Renforcer la prévention.

Des décisions seront prises au niveau central pour instruire les directeurs des établissements scolaires d’adhérer à notre vision de l’éducation physique qui diffère du sport scolaire qui ne concerne pas plus de 3% des écoliers.  Le ministre du Travail, de l’Emploi et de la Sécurité sociale, Mohamed El-Ghazi, a déclaré que «l’obésité est un lourd facteur de morbidité qui occasionne une lourde charge sur le système de sécurité sociale, et particulièrement à l’assurance maladie». M. El-Ghazi a expliqué que «le diabète, l’hypertension artérielle, les affections cardiovasculaires et les AVC mobilisent environ 90% de dépenses globales en médicaments, soit plus de 17 milliards de dinar». Il a indiqué qu’«il faut insister sur la prévention et la sensibilisation, pour une meilleure hygiène alimentaire et la culture d’activité sportive».

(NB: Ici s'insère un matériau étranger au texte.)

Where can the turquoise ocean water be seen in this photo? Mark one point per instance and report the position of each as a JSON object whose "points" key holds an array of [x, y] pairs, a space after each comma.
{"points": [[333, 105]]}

M. El-Ghazi a proposé la mise à contribution de la sphère industrielle pour une limitation de la production et la transformation des biens alimentaires et matières grasses. «Aussi établir une politique de communication et d’information, avec la contribution des médias et des professionnels du domaine. Renforcer la prévention qui reste le seul moyen de lutte contre l’obésité en impliquant la société civile. Il est nécessaire de mettre en place un comité de veille et de suivi autour de ce phénomène», a estimé le ministre.